Listed on attachment.

The Attempt at a Solution

For the first step I have starred, I get that the integral from - to + infinity for an even function is twice the integral from 0 to infinity but how do you know that this is an even function in the example?
For the next bit why does -2lambda appear on the denominator?
I don't get what the derivation is getting at in the final step - how do they know that A is real? and why do they write A*A - is it because the absolute square of A is A multiplied by its complex conjugate which in this case is 1 (as it disappears in the 4th step) so therefore you know A is real?

Thanks for any help offered!

 

[momoko]

You can easily check that e^-2lambda |x| is an even function.

 

[vela]

For the first step I have starred, I get that the integral from - to + infinity for an even function is twice the integral from 0 to infinity but how do you know that this is an even function in the example?

An even function satisfies f(x) = f(-x) for all x. Check if the wave function has this property.

For the next bit why does -2lambda appear on the denominator?

Have you taken calculus yet? This is basic integration. You should be able to figure it out yourself.
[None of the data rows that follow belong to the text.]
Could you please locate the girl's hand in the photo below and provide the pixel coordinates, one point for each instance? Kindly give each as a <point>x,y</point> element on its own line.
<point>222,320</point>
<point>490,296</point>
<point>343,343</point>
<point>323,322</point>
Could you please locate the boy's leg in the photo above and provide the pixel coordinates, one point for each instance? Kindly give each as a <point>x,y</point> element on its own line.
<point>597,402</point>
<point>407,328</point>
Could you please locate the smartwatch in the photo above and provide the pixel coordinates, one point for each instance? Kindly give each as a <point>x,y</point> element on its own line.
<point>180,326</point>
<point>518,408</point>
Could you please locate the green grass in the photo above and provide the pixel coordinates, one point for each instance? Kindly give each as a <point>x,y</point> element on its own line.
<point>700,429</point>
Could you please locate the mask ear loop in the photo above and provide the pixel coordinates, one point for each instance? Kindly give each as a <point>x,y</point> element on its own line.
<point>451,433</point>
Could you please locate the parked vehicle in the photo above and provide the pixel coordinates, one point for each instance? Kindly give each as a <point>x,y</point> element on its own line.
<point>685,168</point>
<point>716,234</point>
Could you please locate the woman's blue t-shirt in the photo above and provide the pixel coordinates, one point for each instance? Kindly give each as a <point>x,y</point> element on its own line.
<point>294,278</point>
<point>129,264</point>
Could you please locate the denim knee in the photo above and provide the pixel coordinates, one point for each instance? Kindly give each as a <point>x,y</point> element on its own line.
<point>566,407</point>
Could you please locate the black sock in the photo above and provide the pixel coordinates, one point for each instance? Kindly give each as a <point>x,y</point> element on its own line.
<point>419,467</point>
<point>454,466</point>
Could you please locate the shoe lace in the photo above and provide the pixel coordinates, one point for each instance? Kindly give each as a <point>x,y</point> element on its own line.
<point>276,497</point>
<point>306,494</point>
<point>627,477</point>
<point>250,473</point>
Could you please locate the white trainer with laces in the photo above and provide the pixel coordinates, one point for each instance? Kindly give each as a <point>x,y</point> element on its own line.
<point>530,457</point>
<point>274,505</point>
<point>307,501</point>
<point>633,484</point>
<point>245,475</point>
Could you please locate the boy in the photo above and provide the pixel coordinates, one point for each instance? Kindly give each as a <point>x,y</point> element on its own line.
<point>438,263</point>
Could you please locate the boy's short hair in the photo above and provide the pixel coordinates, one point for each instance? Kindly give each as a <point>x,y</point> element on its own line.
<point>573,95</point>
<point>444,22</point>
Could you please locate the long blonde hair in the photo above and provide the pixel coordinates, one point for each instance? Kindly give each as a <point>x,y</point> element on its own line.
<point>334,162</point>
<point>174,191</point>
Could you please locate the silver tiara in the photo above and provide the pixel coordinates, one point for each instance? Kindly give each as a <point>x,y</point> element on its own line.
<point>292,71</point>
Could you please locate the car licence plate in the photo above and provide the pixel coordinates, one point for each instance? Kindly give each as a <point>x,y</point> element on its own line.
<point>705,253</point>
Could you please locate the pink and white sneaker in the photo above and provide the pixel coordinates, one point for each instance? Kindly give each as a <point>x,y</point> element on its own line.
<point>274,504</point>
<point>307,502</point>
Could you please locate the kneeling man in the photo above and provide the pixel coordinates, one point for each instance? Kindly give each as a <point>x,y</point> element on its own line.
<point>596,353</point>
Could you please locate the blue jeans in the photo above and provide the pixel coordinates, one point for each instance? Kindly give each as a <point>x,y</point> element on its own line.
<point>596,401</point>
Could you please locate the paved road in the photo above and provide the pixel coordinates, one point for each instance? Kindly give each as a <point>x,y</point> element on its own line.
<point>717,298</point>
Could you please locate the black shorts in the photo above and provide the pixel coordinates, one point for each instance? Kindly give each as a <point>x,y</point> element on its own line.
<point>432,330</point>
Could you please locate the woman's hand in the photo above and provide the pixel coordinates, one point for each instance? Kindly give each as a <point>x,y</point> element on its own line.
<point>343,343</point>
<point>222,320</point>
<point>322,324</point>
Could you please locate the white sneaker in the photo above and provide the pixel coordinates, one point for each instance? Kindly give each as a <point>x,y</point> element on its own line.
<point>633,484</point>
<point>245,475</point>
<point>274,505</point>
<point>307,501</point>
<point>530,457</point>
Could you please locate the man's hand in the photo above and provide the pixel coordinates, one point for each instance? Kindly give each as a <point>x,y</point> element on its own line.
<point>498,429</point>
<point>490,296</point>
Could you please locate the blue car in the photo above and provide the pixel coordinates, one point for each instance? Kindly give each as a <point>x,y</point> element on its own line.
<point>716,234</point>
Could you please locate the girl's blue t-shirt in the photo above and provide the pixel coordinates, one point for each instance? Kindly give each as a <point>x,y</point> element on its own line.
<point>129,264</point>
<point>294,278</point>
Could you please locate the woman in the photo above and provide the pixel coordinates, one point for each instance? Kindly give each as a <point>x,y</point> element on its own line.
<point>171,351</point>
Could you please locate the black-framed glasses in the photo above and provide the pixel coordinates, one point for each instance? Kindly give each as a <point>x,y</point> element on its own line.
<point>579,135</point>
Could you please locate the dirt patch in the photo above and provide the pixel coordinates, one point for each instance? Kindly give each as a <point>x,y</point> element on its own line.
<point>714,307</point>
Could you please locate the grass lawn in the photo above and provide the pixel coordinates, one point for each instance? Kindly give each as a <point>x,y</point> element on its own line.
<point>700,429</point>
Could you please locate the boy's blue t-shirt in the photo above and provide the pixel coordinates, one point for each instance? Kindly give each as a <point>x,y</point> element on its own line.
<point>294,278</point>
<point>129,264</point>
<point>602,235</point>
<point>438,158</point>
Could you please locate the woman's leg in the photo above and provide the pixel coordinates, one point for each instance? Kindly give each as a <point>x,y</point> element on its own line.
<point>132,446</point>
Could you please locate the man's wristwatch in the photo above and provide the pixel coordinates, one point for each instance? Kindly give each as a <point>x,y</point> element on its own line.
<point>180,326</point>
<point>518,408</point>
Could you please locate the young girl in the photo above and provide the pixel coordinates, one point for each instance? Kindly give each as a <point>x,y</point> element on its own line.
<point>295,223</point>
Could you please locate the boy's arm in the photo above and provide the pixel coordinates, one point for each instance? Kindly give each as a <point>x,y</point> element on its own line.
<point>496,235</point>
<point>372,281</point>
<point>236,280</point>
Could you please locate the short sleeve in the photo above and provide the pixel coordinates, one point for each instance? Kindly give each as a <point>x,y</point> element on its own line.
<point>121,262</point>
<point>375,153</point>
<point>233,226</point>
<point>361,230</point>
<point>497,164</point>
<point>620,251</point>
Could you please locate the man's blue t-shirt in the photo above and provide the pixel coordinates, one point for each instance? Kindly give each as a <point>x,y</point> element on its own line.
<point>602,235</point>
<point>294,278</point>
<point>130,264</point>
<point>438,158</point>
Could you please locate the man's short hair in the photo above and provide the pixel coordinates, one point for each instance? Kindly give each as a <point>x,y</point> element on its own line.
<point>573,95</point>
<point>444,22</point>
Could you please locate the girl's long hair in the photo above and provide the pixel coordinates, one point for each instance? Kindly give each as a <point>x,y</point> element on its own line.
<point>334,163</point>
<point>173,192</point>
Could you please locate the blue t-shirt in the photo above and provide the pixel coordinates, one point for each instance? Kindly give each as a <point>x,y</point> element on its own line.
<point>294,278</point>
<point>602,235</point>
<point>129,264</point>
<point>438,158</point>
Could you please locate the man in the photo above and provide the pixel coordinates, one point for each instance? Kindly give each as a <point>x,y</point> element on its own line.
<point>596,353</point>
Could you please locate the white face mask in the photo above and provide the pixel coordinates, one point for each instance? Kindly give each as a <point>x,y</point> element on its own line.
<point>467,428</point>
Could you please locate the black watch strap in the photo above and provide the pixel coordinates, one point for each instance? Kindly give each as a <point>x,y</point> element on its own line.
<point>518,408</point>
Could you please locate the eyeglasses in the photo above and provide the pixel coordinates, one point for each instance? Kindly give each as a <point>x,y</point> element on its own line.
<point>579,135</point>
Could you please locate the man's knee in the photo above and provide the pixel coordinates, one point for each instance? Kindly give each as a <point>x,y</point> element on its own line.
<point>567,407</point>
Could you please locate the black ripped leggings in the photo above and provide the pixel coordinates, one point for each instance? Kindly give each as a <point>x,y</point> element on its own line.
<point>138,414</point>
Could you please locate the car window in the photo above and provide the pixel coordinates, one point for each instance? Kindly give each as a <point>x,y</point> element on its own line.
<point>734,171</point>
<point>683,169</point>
I don't get what the derivation is getting at in the final step - how do they know that A is real? and why do they write A*A - is it because the absolute square of A is A multiplied by its complex conjugate which in this case is 1 (as it disappears in the 4th step) so therefore you know A is real?
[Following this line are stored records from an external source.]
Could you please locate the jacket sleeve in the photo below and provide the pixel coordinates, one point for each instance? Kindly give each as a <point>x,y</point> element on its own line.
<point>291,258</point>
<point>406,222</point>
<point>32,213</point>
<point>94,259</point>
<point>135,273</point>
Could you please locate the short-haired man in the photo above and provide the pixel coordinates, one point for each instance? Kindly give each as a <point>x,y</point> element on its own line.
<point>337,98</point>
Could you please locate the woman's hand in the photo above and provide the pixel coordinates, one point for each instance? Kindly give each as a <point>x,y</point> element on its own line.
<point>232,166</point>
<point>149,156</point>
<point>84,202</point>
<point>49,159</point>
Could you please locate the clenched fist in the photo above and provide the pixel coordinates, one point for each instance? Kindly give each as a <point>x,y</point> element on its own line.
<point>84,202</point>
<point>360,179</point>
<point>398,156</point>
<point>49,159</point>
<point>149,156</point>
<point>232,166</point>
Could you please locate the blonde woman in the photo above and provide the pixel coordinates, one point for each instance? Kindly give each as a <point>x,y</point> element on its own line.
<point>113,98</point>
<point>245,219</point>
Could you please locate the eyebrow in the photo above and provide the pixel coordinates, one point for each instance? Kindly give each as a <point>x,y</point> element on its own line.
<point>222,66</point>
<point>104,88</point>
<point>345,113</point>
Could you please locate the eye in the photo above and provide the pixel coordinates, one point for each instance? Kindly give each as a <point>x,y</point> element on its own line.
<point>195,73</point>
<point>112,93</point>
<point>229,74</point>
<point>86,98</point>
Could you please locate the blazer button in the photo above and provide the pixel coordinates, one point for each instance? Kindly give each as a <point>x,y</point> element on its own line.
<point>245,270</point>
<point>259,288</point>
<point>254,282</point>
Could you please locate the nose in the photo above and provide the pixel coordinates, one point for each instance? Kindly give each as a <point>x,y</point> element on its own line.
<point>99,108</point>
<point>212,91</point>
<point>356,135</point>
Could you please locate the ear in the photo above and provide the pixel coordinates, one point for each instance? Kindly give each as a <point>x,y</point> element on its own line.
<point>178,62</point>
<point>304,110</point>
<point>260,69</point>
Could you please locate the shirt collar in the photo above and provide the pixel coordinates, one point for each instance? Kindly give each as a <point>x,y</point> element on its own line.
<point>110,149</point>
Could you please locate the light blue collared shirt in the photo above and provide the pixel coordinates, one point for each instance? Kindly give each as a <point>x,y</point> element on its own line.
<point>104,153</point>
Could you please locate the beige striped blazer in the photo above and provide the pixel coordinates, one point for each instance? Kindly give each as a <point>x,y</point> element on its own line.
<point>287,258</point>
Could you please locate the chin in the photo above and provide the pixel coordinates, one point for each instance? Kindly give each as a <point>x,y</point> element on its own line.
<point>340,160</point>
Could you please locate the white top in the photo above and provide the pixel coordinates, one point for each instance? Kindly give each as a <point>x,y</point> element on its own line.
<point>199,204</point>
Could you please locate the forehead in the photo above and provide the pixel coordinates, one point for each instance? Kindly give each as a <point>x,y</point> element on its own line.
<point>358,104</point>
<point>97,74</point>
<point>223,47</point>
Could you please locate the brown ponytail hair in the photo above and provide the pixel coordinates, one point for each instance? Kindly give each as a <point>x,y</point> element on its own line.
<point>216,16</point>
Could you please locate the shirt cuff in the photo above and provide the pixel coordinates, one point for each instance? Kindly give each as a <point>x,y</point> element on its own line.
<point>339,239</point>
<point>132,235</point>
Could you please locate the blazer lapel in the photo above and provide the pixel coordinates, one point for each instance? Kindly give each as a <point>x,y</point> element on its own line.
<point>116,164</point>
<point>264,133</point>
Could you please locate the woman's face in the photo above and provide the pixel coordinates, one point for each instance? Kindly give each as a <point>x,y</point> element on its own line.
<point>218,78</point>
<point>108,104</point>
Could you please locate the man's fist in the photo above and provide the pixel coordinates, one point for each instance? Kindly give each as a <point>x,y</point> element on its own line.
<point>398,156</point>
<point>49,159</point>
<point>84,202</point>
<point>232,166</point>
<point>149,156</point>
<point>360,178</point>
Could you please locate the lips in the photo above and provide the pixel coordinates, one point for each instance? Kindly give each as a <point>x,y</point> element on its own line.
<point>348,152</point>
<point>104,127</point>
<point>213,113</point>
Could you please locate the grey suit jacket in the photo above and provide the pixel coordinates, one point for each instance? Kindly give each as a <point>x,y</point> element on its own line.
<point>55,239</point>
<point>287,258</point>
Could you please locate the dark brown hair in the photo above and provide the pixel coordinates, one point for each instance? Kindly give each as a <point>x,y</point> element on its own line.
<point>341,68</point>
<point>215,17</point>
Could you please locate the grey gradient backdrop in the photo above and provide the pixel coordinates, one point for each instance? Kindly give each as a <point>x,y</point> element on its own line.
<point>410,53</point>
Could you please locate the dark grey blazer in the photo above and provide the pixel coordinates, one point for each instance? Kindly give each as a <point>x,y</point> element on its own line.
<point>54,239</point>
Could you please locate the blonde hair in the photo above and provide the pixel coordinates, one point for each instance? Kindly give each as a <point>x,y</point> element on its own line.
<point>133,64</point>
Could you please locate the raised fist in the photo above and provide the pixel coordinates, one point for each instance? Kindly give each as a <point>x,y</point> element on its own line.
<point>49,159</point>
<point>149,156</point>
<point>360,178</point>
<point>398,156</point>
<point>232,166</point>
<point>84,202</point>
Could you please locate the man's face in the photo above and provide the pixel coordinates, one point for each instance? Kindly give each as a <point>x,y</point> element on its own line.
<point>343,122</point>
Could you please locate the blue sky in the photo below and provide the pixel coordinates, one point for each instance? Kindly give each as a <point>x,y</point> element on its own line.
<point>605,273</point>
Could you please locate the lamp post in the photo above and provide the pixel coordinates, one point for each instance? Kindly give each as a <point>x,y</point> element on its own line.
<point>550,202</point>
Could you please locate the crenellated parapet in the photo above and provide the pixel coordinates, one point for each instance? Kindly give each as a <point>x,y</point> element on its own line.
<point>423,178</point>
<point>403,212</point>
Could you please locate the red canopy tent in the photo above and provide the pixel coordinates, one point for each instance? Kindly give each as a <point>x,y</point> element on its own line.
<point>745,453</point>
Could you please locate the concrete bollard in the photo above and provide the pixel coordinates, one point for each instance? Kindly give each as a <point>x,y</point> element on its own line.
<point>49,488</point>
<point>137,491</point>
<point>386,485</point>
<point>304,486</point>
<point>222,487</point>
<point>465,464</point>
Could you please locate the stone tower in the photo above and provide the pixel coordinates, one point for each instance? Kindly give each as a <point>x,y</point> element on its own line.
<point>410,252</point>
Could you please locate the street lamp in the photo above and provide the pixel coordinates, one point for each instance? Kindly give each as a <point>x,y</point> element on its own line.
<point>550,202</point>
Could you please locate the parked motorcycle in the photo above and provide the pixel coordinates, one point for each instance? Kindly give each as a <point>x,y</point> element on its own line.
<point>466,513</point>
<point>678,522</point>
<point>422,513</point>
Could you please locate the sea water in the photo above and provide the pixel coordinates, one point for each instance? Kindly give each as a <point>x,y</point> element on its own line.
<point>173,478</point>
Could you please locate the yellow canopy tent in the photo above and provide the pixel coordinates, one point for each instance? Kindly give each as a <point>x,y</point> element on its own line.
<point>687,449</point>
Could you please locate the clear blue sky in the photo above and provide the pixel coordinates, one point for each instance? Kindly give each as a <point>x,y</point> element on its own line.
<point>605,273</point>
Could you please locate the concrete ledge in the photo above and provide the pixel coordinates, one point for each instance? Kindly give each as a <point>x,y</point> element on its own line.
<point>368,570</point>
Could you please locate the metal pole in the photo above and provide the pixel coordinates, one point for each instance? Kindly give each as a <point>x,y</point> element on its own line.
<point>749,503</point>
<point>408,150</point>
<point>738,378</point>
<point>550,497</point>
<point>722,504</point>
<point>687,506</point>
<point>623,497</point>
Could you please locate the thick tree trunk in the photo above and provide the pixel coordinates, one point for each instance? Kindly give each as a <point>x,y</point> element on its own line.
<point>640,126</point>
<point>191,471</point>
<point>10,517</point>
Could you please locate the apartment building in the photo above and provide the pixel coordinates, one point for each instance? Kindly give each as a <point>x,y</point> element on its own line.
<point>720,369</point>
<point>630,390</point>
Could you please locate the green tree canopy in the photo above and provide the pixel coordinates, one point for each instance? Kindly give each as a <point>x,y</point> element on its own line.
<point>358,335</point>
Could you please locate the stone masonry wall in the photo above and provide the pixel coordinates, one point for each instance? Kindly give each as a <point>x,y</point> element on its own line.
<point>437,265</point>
The normalization constant is taken to be real by convention. You could, in fact, use any complex $A$ that satisfies $\lvert A \rvert ^2 = \lambda$, but why make things more complicated than necessary?

 

[Jimmy87]

An even function satisfies f(x) = f(-x) for all x. Check if the wave function has this property.Have you taken calculus yet? This is basic integration. You should be able to figure it out yourself.The normalization constant is taken to be real by convention. You could, in fact, use any complex $A$ that satisfies $\lvert A \rvert ^2 = \lambda$, but why make things more complicated than necessary?

Thanks for your help. For the first point, I am not sure how you would check this in this case? For the 2nd point that is me being really stupid, that is just a simple integration of an exponential - I get that. What do you mean by your final point - what other complex A could satisfy the norm squared of A?

 

[Jimmy87]

I think I get the first point now. If I insert (-x) into the function then the whole function doesn't change sign so its even. I still don't get the last few steps though. I don't know what they are trying to show when they write A*A = lambda therefore A^2 = lambda?

 

[Jimmy87]

Wait I'm confused with part 1 again - if there was no absolute value brackets around the x then am I right in saying that this would be an odd integrand? Why does the x have an absolute value sign? Does this always appear in wavefunctions?